Industry outlook for 2017 is also looking grim. Government incentives for solar investments are being cut or axed. The UK has already started to do so in 2015, and China, a leading global market has reduced feed-in tariffs in 2016 (feed-in tariffs are paid by the electricity utility to the PV electricity producer under a multiyear contract, and are set by the government). In addition, there are widespread expectations that the U.S. will cut investment tax credits for solar, which is currently a major incentive representing somewhere around a 30% discount.
Currently, the drop in prices and margins as well as the outlook for 2017 suggest short term challenges for solar players, and may result in some industry consolidation ahead. With solar being a viable alternative to more traditional sources of energy, this space remains very interesting to us as investors. The problem is, we can’t figure out how to invest in solar. Let’s take a look at how the stocks in the TAN ETF performed versus their financials.

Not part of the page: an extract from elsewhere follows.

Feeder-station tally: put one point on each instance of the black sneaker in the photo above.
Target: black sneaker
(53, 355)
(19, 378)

|Name||Weight||Market ID||1 Year Performance||1 Yr Performance Contribution to ETF||Revenue Change||Operating Profit Change|
|TERRAFORM GLOBAL INC||1.42%||NASDAQ:GLBL||+83.59%||1.19%||218%||-1393%|
|TERRAFORM POWER INC||4.42%||NASDAQ:TERP||+27.83%||1.23%||43%||-115%|
|ATLANTICA YIELD PLC||5.46%||NASDAQ:ABY||+21.85%||1.19%||23%||17%|
|CHINA SINGYES SOLAR TECH||1.61%||HKG:750||+11.90%||0.19%||25%||15%|
|HANNON ARMSTRONG SUSTAINABLE||4.48%||NYSE:HASI||+7.76%||0.35%||15%||42%|
|SCATEC SOLAR ASA||3.10%||FRA:66T||+7.66%||0.24%||23%||-49%|
|GCL NEW ENERGY HOLDINGS LTD||3.79%||HKG:451||+6.33%||0.24%||226%||217%|
|DAQO NEW ENERGY CORP-ADR||1.79%||NYSE:DQ||+5.91%||0.11%||26%||237%|
|VIVINT SOLAR INC||1.01%||NYSE:VSLR||-0.66%||-0.01%||111%||38%|
|HANWHA Q CELLS CO LTD – ADR||1.74%||SWX:HQCL||-7.71%||-0.13%||133%||500%|
|CAPITAL STAGE AG||2.98%||FRA:CAP||-11.33%||-0.34%||26%||-12%|
|XINYI SOLAR HOLDINGS LTD||9.37%||HKG:968||-13.49%||-1.26%||55%||96%|
|JINKOSOLAR HOLDING CO-ADR||3.84%||NYSE:JKS||-15.47%||-0.59%||61%||41%|
|GCL-POLY ENERGY HOLDINGS LTD||9.78%||OTC:GCPEF||-17.03%||-1.67%||29%||138%|
|8POINT3 ENERGY PARTNERS LP||3.51%||NASDAQ:CAFD||-17.26%||-0.61%||426%||275%|
|CANADIAN SOLAR INC||5.32%||NASDAQ:CSIQ||-24.01%||-1.28%||-18%||-62%|
|SOLAREDGE TECHNOLOGIES INC||4.73%||NASDAQ:SEDG||-34.53%||-1.63%||-13%||-30%|
|JA SOLAR HOLDINGS CO LTD-ADR||3.16%||SWX:JASO||-36.14%||-1.14%||20%||31%|
|SMA SOLAR TECHNOLOGY AG||2.48%||FRA:S92||-47.59%||-1.18%||-4%||107%|
|REC SILICON ASA||2.69%||STO:RECO||-51.74%||-1.39%||-18%||-153%|
|FIRST SOLAR INC||8.63%||NASDAQ:FSLR||-53.86%||-4.65%||-49%||-439%|
|MEYER BURGER TECHNOLOGY AG||4.50%||SWX:MBTN||-77.09%||-3.47%||40%||42%|
There are a few things to note in this table. The squeeze on margins is evident with 6 companies posting increasing revenues but decreasing profits. Sunpower and First Solar are implementing costly and hopefully productive restructuring initiatives. Terraform Global has been acquired by Brookfield Asset Management with a 50% premium over their 16 September 2016 share price along with Terraform Power’s controlling stake, so movement in the market is evident. It is puzzling to see 9 companies with seemingly sound financials, increasing revenues and operating profits, but with dropping share prices. Could these be driven by higher costs due to increased capacity? Is it because of the market outlook? Let’s investigate the top-3 and bottom-3 performing ETF constituents further.
Top-3 Performers for TAN
TerraForm Global was founded and partly owned by SunEdison, the troubled clean energy giant. It was established to buy and operate the parent’s clean energy power plants and saw an IPO in July 2015. SunEdison went bankrupt due to cash flow issues ending their acquisition spree in April 2016, and GLBL was then taken over by Brookfield Asset Management on 7 March 2017 as we mentioned earlier. GLBL has a portfolio of 31 wind and solar power plants totaling 952 MW of capacity spread across high-growth emerging markets.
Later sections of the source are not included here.